With that, I come to the conclusion, so next slide, please.

Just to reiterate that SEE-Tx makes allosteric drug discovery fast, efficient and rational. This has been given rise to actually a range of projects, both internal and with collaborators, and Manolo will be showing some of them in the next presentation. As a result, SEE-Tx has been thoroughly validated. This is transformative because as Dr. Cournia and Dr. Broder pointed out before, allosteric drug discovery has huge potential, but the (inaudible) discovery of allosteric drugs is just not accessible and we are pioneers in this field.

We continue to improve the technology, adding new features and capabilities to find allosteric drugs even faster and more efficiently. There are terrific advances in almost all aspects of science and things like incredible growth of chemical space, which is now reaching this 40 billion space that you can buy very quickly and for a low cost, and of course, artificial intelligence, not only on the structural prediction. AlphaFold, of course, is a primary example of artificial intelligence, but also to predict toxicity of targets, PK properties, etc., this is a huge help in drug discovery.
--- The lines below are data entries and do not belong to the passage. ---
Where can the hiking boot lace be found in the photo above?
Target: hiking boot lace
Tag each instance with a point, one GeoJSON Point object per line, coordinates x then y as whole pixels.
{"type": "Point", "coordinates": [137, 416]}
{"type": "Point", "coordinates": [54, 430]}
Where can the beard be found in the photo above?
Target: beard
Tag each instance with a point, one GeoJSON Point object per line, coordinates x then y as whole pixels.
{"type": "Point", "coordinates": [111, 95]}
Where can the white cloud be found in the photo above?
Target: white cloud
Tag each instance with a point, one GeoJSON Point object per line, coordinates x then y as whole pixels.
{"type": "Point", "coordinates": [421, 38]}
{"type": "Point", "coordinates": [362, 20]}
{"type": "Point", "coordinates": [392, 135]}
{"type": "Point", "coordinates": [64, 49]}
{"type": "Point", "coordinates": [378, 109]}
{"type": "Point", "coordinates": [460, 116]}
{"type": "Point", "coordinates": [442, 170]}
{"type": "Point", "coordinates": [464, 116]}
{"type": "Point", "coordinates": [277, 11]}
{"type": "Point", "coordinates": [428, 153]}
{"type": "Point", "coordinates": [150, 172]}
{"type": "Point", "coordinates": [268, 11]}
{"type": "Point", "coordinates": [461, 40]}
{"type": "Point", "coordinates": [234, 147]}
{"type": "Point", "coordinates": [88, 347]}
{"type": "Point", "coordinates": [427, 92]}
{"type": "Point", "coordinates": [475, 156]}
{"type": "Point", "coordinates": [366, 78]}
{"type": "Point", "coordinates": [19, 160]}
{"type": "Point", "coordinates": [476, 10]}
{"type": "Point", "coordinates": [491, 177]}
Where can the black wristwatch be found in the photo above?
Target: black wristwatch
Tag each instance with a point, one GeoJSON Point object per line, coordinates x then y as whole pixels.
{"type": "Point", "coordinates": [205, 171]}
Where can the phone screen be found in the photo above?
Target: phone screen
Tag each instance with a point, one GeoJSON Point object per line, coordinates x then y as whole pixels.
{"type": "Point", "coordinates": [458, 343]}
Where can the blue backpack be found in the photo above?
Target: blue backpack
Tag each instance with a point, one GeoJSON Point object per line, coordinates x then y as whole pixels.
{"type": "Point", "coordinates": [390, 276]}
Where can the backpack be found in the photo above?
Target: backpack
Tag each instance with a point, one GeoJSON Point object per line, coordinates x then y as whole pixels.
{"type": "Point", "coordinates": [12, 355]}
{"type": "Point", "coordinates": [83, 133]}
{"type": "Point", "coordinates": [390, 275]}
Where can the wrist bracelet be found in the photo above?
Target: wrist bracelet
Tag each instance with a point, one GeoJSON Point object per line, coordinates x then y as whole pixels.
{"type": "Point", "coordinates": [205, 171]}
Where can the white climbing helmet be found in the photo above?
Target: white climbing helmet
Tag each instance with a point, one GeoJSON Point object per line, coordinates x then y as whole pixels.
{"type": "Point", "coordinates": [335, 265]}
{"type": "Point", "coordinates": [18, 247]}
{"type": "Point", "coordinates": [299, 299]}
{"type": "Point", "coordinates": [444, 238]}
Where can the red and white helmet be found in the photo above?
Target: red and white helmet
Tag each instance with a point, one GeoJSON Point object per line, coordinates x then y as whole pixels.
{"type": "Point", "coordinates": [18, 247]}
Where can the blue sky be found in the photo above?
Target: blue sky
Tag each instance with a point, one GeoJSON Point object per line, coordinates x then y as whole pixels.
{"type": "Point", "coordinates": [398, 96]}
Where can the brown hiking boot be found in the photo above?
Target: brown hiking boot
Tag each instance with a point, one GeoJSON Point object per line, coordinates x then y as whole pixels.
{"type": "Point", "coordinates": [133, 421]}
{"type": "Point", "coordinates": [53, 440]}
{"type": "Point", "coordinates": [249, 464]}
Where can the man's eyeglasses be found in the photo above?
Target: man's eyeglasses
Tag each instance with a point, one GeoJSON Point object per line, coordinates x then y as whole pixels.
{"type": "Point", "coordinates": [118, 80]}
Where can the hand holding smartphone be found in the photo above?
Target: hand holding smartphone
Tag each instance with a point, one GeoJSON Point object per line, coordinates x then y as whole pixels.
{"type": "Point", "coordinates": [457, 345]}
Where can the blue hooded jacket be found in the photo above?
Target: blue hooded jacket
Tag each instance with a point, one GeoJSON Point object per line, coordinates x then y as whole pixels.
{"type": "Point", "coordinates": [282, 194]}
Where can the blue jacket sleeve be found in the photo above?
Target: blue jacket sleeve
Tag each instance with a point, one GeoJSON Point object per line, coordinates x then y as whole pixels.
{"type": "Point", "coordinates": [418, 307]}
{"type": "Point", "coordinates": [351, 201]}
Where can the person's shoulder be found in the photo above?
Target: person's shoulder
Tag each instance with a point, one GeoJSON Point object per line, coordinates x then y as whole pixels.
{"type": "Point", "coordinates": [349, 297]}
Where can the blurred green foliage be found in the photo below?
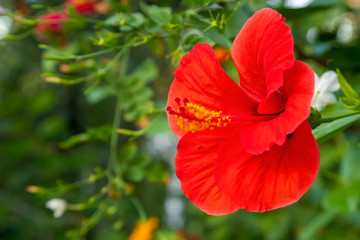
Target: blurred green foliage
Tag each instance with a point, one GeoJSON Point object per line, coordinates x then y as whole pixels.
{"type": "Point", "coordinates": [98, 136]}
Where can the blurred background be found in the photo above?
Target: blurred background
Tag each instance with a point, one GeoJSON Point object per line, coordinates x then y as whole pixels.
{"type": "Point", "coordinates": [65, 88]}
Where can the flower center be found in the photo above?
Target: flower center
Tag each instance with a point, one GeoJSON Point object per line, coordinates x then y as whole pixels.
{"type": "Point", "coordinates": [193, 117]}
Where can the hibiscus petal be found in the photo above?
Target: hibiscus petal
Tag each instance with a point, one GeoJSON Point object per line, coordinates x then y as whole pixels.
{"type": "Point", "coordinates": [201, 79]}
{"type": "Point", "coordinates": [195, 160]}
{"type": "Point", "coordinates": [270, 180]}
{"type": "Point", "coordinates": [298, 89]}
{"type": "Point", "coordinates": [262, 50]}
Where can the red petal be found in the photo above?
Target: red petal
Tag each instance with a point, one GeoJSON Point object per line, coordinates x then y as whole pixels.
{"type": "Point", "coordinates": [261, 51]}
{"type": "Point", "coordinates": [273, 179]}
{"type": "Point", "coordinates": [298, 89]}
{"type": "Point", "coordinates": [195, 160]}
{"type": "Point", "coordinates": [201, 79]}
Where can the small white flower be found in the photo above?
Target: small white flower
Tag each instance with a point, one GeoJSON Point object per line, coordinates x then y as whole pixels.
{"type": "Point", "coordinates": [325, 86]}
{"type": "Point", "coordinates": [5, 25]}
{"type": "Point", "coordinates": [57, 205]}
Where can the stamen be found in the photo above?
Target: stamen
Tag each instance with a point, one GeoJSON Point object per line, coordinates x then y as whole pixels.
{"type": "Point", "coordinates": [193, 117]}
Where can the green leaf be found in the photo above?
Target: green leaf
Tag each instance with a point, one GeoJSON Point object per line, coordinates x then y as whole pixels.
{"type": "Point", "coordinates": [126, 21]}
{"type": "Point", "coordinates": [160, 15]}
{"type": "Point", "coordinates": [352, 98]}
{"type": "Point", "coordinates": [342, 199]}
{"type": "Point", "coordinates": [350, 164]}
{"type": "Point", "coordinates": [316, 224]}
{"type": "Point", "coordinates": [327, 130]}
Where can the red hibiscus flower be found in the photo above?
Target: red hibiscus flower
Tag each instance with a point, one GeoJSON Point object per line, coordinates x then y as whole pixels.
{"type": "Point", "coordinates": [245, 146]}
{"type": "Point", "coordinates": [82, 6]}
{"type": "Point", "coordinates": [51, 22]}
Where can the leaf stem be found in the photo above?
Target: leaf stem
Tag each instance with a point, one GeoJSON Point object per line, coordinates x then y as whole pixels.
{"type": "Point", "coordinates": [330, 119]}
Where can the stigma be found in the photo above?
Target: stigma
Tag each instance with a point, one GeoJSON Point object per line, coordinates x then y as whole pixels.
{"type": "Point", "coordinates": [193, 117]}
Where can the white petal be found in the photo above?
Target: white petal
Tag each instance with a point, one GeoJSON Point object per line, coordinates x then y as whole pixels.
{"type": "Point", "coordinates": [328, 98]}
{"type": "Point", "coordinates": [316, 82]}
{"type": "Point", "coordinates": [57, 205]}
{"type": "Point", "coordinates": [329, 82]}
{"type": "Point", "coordinates": [316, 103]}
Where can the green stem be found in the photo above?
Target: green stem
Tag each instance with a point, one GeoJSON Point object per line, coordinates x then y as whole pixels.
{"type": "Point", "coordinates": [330, 119]}
{"type": "Point", "coordinates": [117, 115]}
{"type": "Point", "coordinates": [114, 139]}
{"type": "Point", "coordinates": [139, 208]}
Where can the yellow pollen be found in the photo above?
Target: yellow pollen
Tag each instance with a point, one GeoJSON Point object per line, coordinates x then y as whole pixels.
{"type": "Point", "coordinates": [193, 117]}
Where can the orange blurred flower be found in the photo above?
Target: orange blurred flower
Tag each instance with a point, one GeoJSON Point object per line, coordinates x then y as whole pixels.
{"type": "Point", "coordinates": [51, 22]}
{"type": "Point", "coordinates": [144, 230]}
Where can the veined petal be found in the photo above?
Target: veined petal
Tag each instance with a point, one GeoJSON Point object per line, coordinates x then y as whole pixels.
{"type": "Point", "coordinates": [195, 161]}
{"type": "Point", "coordinates": [298, 89]}
{"type": "Point", "coordinates": [270, 180]}
{"type": "Point", "coordinates": [262, 50]}
{"type": "Point", "coordinates": [201, 80]}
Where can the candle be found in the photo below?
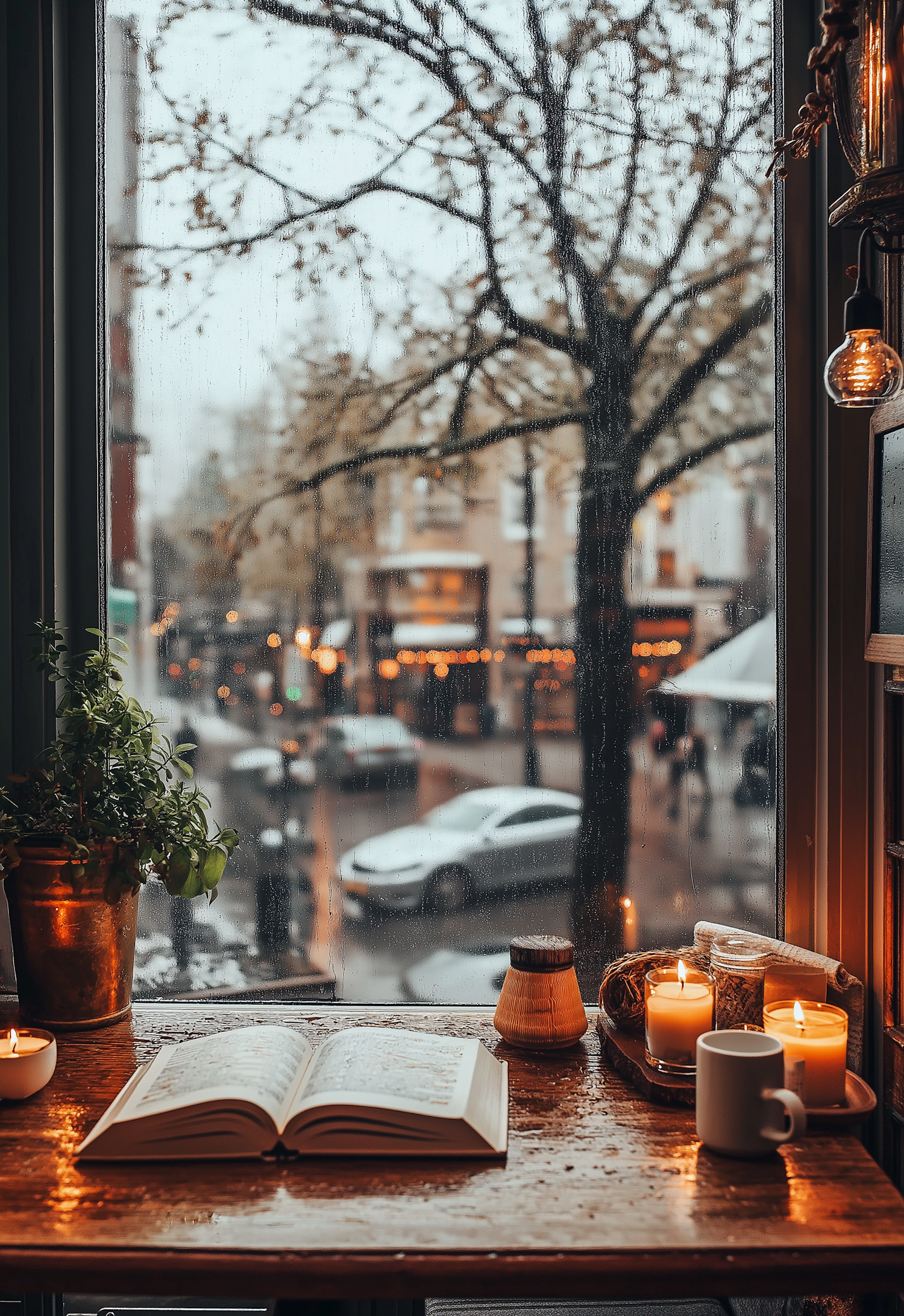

Computation of course is essential to reach successful allosteric drug discovery. But it is also essential to realize that allosteric drugs moderate biology in ways that are not obvious, and the discovery of allosteric drugs must go hand-in-hand with relevant biological experiments.

The biology team, the chemistry team, the pharmacology team are just as important for Gain as the computation or the structural biology, and we are very proud of what we have achieved together. Thank you very much.